Nothing, in learning, should take you as a surprise. Uncertainty is acceptable, but unawareness is indefensible.
You all expect teachers to plan their lessons methodically and deliver the course material in bite-sized, prioritized, absorbable chunks that challenge you through engaging activities. Indeed, commanding instructors plan accordingly and leave time for review and deeper understanding. However, if you lack the attitude and responsible behaviour to prepare for the lesson, it matters naught how interesting, informative, or dramatic the lesson. Communication is spent like rising smoke and learning is reduced to a monotony of befuddled uncertainties.
You must be disciplined and willing to work hard. Modern education is no longer an exercise in rote learning, recitation, and passive listening. You must develop and cultivate good learning habits.
You need to deploy all your senses in preparing for an upcoming lesson. You need to read the material, and listen and watch the recommended audio-visual material. You need to question what you read, take notes, and even investigate topics intensely, all before attending the first or next lesson. To participate in the lesson, you must execute self-directed decision-making and critical thinking. If you don’t, you should re-think entering schooling to a demanding profession serving public interests that have extensive financial and socio-economic consequences.
You, as much as your instructors, must take responsibility for ‘learner-centred’ education. Collaborative learning is a two-way, challenging street. You want subject-matter experts that engage you, the learner, with enthusiasm and empathy through participatory activities. Facilitators want you to be pre-informed and come to class with questioning minds.

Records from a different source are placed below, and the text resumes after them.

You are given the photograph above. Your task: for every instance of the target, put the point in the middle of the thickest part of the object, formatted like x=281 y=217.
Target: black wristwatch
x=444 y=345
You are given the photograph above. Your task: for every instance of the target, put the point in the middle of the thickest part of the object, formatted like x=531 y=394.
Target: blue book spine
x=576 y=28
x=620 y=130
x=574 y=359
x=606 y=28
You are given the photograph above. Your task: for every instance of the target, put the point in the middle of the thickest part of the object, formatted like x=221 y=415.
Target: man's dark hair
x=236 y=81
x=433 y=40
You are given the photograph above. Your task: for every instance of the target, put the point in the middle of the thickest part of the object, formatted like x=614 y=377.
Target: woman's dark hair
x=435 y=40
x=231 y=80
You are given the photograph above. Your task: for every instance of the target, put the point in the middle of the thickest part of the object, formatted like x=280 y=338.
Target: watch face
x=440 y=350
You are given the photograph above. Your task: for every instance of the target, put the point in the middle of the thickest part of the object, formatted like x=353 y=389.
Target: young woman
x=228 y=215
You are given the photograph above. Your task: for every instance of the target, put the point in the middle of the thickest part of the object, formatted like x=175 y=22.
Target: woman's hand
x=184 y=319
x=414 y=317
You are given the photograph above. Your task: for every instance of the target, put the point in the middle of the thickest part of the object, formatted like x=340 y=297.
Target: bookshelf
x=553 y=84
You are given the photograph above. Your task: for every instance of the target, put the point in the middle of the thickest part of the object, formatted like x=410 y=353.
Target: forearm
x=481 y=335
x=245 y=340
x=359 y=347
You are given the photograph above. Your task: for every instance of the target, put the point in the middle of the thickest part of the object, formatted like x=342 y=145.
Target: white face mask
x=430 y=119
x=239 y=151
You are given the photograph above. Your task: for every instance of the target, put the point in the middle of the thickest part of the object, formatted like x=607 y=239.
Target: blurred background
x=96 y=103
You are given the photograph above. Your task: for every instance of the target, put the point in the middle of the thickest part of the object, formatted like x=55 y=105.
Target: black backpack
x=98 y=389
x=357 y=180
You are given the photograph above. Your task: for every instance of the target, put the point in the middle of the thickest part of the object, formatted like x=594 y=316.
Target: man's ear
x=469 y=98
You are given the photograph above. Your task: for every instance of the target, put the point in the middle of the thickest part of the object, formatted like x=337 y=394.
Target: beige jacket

It’s completely false to believe that either side of the student-teacher relationship can overcome the other’s weakness and achieve successful learning. No amount of instructional excellence will make all the difference. Motivated students remain the most significant variable in education. As adults, you cannot afford to be passive recipients of knowledge and skills. Education is a relational, engaging balance of power and interplay between the facilitators and the learners.
Students, take charge of the challenge and become active participants!